W196 Proteogenomics: Discovering Novel Genes Using Mass Spectrometry

Date: Tuesday, January 17, 2012
Time: 4:50 PM
Room: Royal Palm Salon 1,2,3
Natalie Castellana , University of California San Diego, La Jolla, CA
The identification of all protein-coding elements in a genome is a fundamental goal of gene annotation. Computational gene predictions remain inaccurate, even with extrinsic information from cDNA and EST libraries or related genomes.
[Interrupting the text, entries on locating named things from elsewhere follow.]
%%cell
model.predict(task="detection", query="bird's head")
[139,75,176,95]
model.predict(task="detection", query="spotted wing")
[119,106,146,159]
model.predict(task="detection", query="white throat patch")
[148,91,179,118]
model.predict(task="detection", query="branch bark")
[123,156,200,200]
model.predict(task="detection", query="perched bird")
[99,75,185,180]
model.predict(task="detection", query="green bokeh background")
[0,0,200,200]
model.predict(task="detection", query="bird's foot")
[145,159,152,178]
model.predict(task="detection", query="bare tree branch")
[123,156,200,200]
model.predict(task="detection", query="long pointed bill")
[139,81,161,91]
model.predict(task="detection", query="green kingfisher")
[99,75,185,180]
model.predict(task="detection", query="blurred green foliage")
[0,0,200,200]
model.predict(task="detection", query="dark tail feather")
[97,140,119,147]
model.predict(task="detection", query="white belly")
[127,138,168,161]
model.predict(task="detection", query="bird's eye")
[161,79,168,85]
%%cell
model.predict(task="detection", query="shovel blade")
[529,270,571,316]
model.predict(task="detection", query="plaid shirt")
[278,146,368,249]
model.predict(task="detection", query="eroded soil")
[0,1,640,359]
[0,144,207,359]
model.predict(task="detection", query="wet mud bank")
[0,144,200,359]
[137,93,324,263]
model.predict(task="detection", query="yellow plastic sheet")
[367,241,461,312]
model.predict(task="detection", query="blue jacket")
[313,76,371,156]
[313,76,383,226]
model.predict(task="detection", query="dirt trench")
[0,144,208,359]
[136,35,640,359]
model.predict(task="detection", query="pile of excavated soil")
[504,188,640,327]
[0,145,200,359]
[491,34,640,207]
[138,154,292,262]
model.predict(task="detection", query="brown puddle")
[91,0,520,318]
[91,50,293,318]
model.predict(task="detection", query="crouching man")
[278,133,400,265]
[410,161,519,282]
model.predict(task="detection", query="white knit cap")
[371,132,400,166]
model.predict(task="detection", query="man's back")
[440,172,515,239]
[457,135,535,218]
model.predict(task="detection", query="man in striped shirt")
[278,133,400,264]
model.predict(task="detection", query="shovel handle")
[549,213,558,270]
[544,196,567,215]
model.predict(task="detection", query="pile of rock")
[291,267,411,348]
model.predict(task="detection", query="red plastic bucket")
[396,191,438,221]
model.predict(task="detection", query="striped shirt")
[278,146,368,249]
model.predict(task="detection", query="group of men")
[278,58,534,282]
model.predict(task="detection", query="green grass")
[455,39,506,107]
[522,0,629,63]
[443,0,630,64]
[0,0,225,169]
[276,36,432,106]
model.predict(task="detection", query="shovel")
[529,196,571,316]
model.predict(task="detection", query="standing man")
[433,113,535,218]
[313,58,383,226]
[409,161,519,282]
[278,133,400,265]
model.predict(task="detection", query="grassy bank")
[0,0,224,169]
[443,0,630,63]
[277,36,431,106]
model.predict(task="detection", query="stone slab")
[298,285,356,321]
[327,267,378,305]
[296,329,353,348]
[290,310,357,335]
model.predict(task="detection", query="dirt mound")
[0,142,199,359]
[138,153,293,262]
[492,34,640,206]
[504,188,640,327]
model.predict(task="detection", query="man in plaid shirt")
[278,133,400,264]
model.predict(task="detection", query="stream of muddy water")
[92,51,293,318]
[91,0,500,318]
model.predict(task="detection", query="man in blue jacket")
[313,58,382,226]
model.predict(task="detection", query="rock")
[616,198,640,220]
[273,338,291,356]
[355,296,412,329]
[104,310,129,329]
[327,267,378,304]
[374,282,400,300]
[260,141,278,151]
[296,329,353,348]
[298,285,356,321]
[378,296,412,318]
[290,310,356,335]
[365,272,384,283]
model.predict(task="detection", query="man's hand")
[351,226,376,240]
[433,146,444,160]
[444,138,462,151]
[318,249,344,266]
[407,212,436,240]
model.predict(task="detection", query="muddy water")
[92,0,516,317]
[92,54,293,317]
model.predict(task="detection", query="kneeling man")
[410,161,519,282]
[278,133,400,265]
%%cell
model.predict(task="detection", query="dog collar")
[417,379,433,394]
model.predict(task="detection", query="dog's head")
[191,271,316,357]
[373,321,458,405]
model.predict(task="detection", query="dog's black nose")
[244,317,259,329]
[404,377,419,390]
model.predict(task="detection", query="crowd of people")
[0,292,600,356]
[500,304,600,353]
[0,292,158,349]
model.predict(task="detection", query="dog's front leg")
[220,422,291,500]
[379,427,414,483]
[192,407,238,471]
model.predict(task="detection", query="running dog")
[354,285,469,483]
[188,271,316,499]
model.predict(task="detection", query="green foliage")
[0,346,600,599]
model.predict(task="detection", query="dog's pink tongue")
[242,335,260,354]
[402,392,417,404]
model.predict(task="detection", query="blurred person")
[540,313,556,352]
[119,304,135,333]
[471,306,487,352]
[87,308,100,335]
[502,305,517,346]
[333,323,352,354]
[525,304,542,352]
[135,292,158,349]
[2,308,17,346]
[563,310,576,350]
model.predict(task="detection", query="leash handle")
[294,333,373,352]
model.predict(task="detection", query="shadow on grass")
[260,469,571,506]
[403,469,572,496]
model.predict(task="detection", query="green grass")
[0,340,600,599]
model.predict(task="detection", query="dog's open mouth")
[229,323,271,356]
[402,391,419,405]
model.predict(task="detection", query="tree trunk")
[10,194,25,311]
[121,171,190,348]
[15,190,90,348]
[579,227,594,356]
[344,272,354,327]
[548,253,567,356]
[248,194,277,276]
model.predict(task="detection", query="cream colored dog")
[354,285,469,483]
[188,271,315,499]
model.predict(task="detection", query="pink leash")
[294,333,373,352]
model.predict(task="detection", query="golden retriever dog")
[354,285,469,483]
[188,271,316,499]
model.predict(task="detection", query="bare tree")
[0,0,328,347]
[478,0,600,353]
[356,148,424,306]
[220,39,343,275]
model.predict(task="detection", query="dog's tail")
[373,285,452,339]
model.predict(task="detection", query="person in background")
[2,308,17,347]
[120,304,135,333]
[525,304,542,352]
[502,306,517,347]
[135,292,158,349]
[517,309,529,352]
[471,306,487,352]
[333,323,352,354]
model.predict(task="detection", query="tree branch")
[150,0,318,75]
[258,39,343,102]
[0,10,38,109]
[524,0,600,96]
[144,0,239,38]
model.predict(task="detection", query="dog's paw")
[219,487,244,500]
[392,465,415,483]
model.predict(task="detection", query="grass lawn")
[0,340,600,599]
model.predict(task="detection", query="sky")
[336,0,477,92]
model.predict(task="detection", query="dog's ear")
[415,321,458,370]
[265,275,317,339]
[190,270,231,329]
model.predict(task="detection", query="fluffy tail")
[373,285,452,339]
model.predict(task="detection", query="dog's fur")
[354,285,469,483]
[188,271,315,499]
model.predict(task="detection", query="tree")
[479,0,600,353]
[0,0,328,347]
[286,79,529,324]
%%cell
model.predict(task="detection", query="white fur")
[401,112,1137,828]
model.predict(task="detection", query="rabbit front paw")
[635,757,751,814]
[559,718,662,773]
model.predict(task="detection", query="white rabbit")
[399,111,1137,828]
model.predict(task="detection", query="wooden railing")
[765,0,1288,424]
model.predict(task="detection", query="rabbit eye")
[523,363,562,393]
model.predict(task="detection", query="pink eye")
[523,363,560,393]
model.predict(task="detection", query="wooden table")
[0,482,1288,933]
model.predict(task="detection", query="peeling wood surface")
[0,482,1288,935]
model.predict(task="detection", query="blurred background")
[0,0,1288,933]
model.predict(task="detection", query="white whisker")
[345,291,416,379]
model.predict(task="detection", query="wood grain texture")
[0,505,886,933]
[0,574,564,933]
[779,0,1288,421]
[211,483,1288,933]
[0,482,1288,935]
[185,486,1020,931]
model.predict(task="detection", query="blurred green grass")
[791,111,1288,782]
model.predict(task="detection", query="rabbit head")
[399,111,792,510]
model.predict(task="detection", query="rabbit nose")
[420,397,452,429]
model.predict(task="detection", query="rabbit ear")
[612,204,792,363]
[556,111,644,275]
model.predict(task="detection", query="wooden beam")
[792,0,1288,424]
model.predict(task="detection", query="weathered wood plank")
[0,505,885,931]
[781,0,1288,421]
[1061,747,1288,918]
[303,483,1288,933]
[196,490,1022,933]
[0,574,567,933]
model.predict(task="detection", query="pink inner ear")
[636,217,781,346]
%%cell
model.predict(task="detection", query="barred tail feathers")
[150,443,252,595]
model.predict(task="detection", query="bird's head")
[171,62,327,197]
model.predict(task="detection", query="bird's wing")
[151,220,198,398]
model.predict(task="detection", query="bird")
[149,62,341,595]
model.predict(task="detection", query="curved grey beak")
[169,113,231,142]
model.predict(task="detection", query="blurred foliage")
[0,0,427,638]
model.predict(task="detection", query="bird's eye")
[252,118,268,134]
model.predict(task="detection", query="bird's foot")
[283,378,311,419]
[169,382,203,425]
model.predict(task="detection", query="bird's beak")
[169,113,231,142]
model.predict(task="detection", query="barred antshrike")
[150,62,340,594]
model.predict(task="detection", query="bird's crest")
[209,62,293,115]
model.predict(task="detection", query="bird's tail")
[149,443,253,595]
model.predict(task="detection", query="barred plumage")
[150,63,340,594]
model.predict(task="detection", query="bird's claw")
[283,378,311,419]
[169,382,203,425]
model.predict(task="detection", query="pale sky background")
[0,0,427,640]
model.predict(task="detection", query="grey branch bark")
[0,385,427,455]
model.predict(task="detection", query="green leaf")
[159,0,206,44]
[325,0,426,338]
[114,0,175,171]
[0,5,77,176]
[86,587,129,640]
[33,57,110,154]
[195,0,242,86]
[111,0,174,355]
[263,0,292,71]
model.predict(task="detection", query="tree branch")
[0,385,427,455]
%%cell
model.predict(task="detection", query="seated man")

Tandem mass spectrometry (MS) has become the dominant vehicle for identifying and quantifying proteins.   In this work, we use MS to identify novel protein-coding genes in the genome, and improve the annotation for Zea mays. In a recent study, we collected 21 million MS/MS spectra from Arabidopsis thaliana from multiple organs and multiple fractionation techniques. We developed a pipeline for integrating the MS/MS data with other evidence to correct 339 gene models in the TAIR8 gene annotation. The core of our method relies on two expanded databases of putative proteins, both the linear six-frame translation and a compact graph representation of all putative spliced-exon pairs generated by AUGUSTUS.  This enables us to discover novel coding sequences and novel splice sites. Our pipeline is fully automated, and has been expanded to perform gene annotation on any organism, including the recently sequenced Zea mays, whose genome is comparable in size to human.